Before learning about fundamental attribution error, you should first have a solid understanding of attribution theory. If you don’t know what that is, I recommend reading: Attribution Theory first.
In short, attribution theory states that we have a tendency to explain someone’s behavior in terms of their personality and disposition (Internal), or in terms of the situation (External).
Sheila failed her final exam. Rita automatically assumes that the reason is Sheila’s inability to study. Because the attributions involved in the explanation is internal (Sheila’s personal issues), it’s an example of Dispositional or Internal Attribution.
Likewise, Sheila explains that the reason for her failure was because the questions were difficult, rather than her inability to answer them. She blames the situation rather than herself. This is an example of Situational or External Attribution.
If you blamed Sheila’s inability to study to her personality, then you have made the fundamental attribution error.
Fundamental Attribution Error
Fundamental attribution error is also known as the attribution effect or the correspondence bias.
Our tendency to explain someone’s behavior based on the internal factors, such as personality or disposition, is explained as fundamental attribution error. The use of the error in the term ‘fundamental attribution error’ is not a coincidence. It implies that our judgment might be wrong.
While it doesn’t necessarily mean that every behavior is caused due to the external situation, we’re often too quick to explain someone’s behavior in terms of their personality or disposition. This context is particularly true when the behavior is negative.
Examples of Fundamental Attribution Error in Real World
The famous example of fundamental attribution error is regarding driving.
When someone cuts us off while driving, we immediately think the driver is a ‘self-centered jerk’, who has no regard for anyone on the road. We do not hesitate even for a moment to label the driver as a bad person.
On the other hand, when we cut someone off in traffic, we come up with excuses to validate our actions. While we tend to judge the other driver’s behavior to his personality or dispositional traits, we tend to blame the situational factors for our own actions.
Fundamental Attribution Error in Movies
Fundamental Attribution Error is commonly displayed in the movies. Various characters in movies are considered bad or evil by nature.
In simple terms, a bad guy is a bad guy doing bad things because he’s a bad guy.
Let’s look at the movie ‘The Breakfast Club’.
In the movie, a character named Bender is portrayed as free-loading, aggressive and disrespectful. What we fail to see is his tough home life. The aggressiveness isn’t something he was born with rather he had to become tough because of the constant physical and verbal abuse he had to fend off on the daily basis.
There are plenty of other examples where not only the characters in the movie, but we as an audience also fail to consider the external factors that drive a character.
Our tendency to rationalize our behavior while ridiculing someone else’s is best explained as fundamental attribution bias. Human nature demands that we become biased. Nobody likes to be harsh about their own character, however fair and justifiable that may be.

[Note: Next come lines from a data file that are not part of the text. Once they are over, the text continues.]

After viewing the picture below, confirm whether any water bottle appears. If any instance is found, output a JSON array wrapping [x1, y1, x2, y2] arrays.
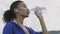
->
[[29, 7, 46, 14]]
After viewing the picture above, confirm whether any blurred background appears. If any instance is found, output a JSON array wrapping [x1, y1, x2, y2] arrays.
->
[[0, 0, 60, 34]]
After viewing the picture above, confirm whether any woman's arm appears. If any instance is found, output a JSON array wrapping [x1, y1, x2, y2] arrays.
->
[[35, 11, 48, 34]]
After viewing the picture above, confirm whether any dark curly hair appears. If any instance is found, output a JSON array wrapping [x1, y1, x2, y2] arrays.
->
[[3, 1, 22, 22]]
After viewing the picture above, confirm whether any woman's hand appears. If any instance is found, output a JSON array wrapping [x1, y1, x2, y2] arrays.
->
[[35, 7, 48, 34]]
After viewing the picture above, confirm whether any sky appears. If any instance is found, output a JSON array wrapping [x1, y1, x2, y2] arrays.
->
[[0, 0, 60, 31]]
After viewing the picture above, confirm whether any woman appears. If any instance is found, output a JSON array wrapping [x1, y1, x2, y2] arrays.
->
[[3, 1, 47, 34]]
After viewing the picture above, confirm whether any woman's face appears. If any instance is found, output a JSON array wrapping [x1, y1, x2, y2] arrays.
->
[[16, 2, 29, 17]]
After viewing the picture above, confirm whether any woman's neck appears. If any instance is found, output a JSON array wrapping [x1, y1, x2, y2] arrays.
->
[[16, 16, 24, 25]]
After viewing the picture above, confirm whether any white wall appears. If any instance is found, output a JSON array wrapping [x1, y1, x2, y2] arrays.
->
[[0, 0, 60, 33]]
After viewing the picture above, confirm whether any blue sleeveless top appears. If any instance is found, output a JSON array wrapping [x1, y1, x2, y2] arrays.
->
[[3, 21, 42, 34]]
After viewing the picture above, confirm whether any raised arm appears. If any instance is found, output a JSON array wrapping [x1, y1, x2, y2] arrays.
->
[[35, 11, 48, 34]]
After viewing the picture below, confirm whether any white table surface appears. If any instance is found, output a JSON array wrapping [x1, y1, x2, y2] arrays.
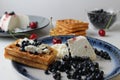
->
[[0, 22, 120, 80]]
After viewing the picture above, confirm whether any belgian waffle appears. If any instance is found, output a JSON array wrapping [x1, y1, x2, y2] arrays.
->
[[4, 40, 57, 70]]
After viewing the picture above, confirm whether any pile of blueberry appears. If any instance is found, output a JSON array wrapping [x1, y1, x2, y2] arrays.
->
[[88, 9, 116, 29], [45, 55, 104, 80], [94, 48, 111, 60], [16, 39, 42, 55]]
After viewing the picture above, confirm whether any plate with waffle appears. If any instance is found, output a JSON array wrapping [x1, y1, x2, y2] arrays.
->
[[4, 35, 120, 80]]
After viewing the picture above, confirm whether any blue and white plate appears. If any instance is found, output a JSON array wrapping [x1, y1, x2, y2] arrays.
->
[[12, 36, 120, 80], [0, 15, 50, 37]]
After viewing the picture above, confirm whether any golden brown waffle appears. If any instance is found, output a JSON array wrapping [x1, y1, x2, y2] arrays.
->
[[50, 19, 88, 36], [4, 40, 57, 69]]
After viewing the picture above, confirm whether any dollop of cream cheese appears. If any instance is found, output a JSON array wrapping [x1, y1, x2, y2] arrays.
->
[[18, 38, 50, 54], [51, 44, 69, 58]]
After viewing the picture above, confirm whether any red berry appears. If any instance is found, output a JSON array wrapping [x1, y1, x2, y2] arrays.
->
[[29, 33, 38, 39], [98, 29, 106, 36], [29, 22, 38, 29], [53, 38, 62, 44]]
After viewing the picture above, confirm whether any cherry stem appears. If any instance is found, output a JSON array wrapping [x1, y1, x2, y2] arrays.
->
[[105, 13, 114, 29]]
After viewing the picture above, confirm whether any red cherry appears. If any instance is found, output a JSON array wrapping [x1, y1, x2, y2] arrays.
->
[[52, 38, 62, 44], [29, 22, 38, 29], [29, 33, 38, 39], [98, 29, 106, 36]]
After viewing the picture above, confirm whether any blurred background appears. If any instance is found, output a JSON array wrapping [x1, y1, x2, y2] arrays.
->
[[0, 0, 120, 21]]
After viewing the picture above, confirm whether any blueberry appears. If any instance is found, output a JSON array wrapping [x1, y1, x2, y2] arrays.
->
[[16, 44, 20, 47], [20, 47, 25, 52], [9, 12, 15, 15], [53, 72, 61, 80]]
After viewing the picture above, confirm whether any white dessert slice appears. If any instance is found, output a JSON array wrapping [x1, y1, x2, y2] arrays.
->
[[17, 14, 30, 29], [0, 14, 19, 32], [51, 44, 69, 58], [0, 13, 30, 32], [67, 36, 96, 60]]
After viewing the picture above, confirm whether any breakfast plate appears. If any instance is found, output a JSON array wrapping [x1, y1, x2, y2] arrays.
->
[[0, 15, 49, 37], [12, 36, 120, 80]]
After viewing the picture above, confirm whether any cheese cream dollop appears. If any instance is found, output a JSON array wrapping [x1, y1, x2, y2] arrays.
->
[[67, 36, 96, 60], [0, 12, 30, 32], [18, 38, 50, 54], [51, 43, 69, 58]]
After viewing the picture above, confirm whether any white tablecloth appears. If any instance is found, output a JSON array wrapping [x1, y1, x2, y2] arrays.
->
[[0, 23, 120, 80]]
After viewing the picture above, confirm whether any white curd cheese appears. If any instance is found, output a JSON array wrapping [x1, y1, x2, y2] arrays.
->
[[51, 44, 69, 58], [67, 36, 96, 60], [0, 13, 30, 32]]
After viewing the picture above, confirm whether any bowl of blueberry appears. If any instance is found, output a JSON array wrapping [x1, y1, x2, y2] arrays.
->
[[87, 9, 116, 29]]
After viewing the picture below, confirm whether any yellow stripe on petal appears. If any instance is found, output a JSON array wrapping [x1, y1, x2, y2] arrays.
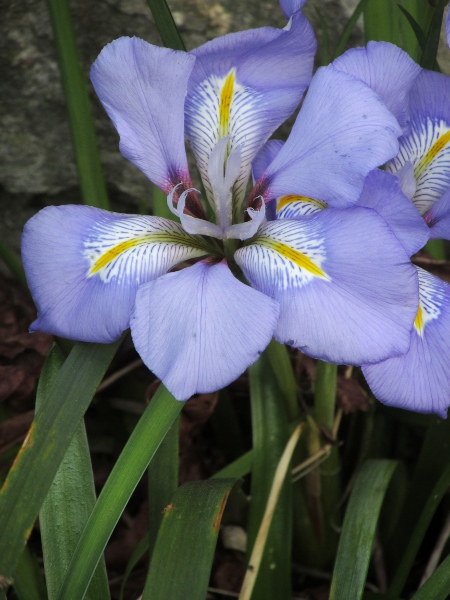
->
[[88, 232, 209, 277], [258, 238, 329, 279], [414, 131, 450, 178], [219, 69, 236, 138], [414, 302, 424, 335], [277, 195, 328, 212]]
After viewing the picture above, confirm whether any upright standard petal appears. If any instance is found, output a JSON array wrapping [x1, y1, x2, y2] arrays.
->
[[235, 207, 418, 364], [333, 42, 421, 133], [258, 65, 401, 208], [131, 261, 279, 400], [186, 13, 316, 212], [91, 37, 195, 194], [423, 188, 450, 240], [445, 9, 450, 46], [358, 169, 430, 256], [387, 71, 450, 215], [363, 268, 450, 418], [22, 205, 208, 343]]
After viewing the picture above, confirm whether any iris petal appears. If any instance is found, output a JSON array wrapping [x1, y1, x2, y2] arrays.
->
[[255, 65, 401, 208], [91, 37, 195, 194], [235, 208, 418, 364], [22, 205, 208, 343], [186, 13, 316, 211], [358, 169, 430, 256], [387, 71, 450, 215], [333, 42, 421, 133], [363, 268, 450, 418], [131, 261, 279, 400]]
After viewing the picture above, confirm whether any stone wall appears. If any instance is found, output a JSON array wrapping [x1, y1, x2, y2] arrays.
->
[[0, 0, 448, 255]]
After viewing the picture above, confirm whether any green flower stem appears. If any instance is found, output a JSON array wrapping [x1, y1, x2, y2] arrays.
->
[[58, 385, 183, 600]]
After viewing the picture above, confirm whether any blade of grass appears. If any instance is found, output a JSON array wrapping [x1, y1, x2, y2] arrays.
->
[[330, 460, 396, 600], [147, 417, 180, 560], [420, 0, 447, 70], [47, 0, 109, 209], [0, 240, 28, 290], [119, 533, 149, 600], [142, 479, 237, 600], [307, 360, 342, 563], [239, 423, 305, 600], [411, 555, 450, 600], [387, 464, 450, 600], [36, 346, 110, 600], [0, 340, 121, 589], [58, 385, 183, 600], [211, 450, 254, 479], [147, 0, 186, 50], [266, 340, 300, 421], [14, 548, 47, 600], [248, 352, 292, 600]]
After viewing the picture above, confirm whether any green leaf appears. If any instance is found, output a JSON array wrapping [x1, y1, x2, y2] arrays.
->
[[239, 423, 305, 600], [330, 460, 397, 600], [0, 240, 28, 290], [211, 450, 254, 479], [248, 352, 292, 600], [58, 385, 183, 600], [420, 0, 447, 70], [14, 548, 47, 600], [411, 555, 450, 600], [152, 185, 175, 221], [364, 0, 428, 60], [119, 533, 149, 600], [147, 0, 186, 50], [266, 340, 300, 421], [147, 418, 180, 555], [0, 340, 120, 589], [47, 0, 109, 209], [387, 464, 450, 600], [333, 0, 369, 60], [315, 7, 330, 67], [142, 479, 237, 600], [36, 346, 110, 600]]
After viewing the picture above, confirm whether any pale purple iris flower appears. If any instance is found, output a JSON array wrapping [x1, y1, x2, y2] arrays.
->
[[328, 44, 450, 417], [23, 21, 418, 400]]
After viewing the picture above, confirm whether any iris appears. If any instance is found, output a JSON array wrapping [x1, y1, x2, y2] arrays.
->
[[23, 8, 418, 400]]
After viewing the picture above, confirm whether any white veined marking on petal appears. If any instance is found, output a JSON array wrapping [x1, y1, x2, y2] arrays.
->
[[185, 68, 262, 202], [239, 221, 331, 293], [414, 269, 444, 337], [387, 119, 450, 215], [277, 195, 328, 219], [83, 217, 206, 283]]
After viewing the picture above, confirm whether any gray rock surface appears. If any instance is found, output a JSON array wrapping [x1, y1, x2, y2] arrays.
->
[[0, 0, 448, 258]]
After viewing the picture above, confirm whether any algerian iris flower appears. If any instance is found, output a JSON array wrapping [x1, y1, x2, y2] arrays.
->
[[23, 16, 418, 400], [335, 45, 450, 417]]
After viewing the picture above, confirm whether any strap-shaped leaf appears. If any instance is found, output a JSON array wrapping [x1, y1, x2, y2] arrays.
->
[[147, 0, 186, 50], [36, 346, 110, 600], [58, 385, 183, 600], [0, 341, 120, 589], [142, 479, 237, 600], [248, 352, 292, 600], [330, 460, 397, 600]]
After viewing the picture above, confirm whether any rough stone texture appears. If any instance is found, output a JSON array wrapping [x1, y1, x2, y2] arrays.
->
[[4, 0, 450, 258], [0, 0, 366, 256]]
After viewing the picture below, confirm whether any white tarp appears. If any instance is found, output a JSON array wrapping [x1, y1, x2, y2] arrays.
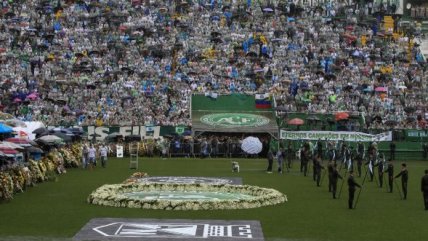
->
[[13, 121, 45, 140], [280, 130, 392, 142]]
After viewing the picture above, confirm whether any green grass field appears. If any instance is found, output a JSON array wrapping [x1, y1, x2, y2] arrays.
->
[[0, 158, 428, 241]]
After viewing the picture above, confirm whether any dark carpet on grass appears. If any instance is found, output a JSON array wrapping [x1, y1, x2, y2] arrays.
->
[[0, 158, 428, 241]]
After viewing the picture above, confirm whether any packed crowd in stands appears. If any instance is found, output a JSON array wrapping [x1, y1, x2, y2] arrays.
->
[[0, 0, 427, 128]]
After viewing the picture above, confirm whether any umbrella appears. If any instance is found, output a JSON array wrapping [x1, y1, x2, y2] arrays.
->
[[241, 136, 263, 154], [275, 105, 288, 111], [27, 93, 38, 100], [125, 135, 141, 142], [385, 120, 397, 126], [306, 115, 321, 121], [247, 51, 257, 57], [25, 146, 44, 154], [0, 147, 18, 156], [404, 106, 416, 113], [334, 112, 349, 121], [3, 119, 27, 128], [0, 112, 14, 120], [287, 118, 305, 126], [105, 132, 123, 142], [33, 127, 48, 135], [52, 132, 74, 142], [0, 141, 24, 150], [0, 123, 13, 134], [37, 135, 62, 144], [6, 137, 31, 146], [375, 87, 388, 92]]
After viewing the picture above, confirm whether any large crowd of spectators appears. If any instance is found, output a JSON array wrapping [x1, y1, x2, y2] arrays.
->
[[0, 0, 427, 128]]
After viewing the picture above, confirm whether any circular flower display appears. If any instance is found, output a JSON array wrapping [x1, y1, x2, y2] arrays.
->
[[88, 183, 287, 210]]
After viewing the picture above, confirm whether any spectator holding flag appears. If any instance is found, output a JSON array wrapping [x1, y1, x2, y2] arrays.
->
[[348, 170, 361, 209], [385, 159, 394, 193], [329, 163, 343, 199], [100, 144, 108, 167], [421, 169, 428, 210], [375, 154, 385, 188], [395, 163, 409, 200]]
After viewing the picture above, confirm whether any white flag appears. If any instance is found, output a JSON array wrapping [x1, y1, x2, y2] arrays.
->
[[348, 158, 352, 171], [369, 161, 373, 174]]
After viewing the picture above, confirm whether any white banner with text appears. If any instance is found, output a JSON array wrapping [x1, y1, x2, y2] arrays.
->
[[280, 130, 392, 142]]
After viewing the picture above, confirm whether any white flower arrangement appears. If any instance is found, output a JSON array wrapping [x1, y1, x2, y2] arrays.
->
[[88, 183, 287, 210]]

A study revealed that we are more likely to blame a person’s behavior on his/her actions 65% of the time. But when we do the same thing, we only tend to take responsibility 44% of the time.
A word from Psychestudy
Fundamental Attribution Error only comes into play when we’re wrong about our judgment. There are plenty of cases where a person might commit certain actions completely because of his own personality.
A man might be unemployed because he is lazy.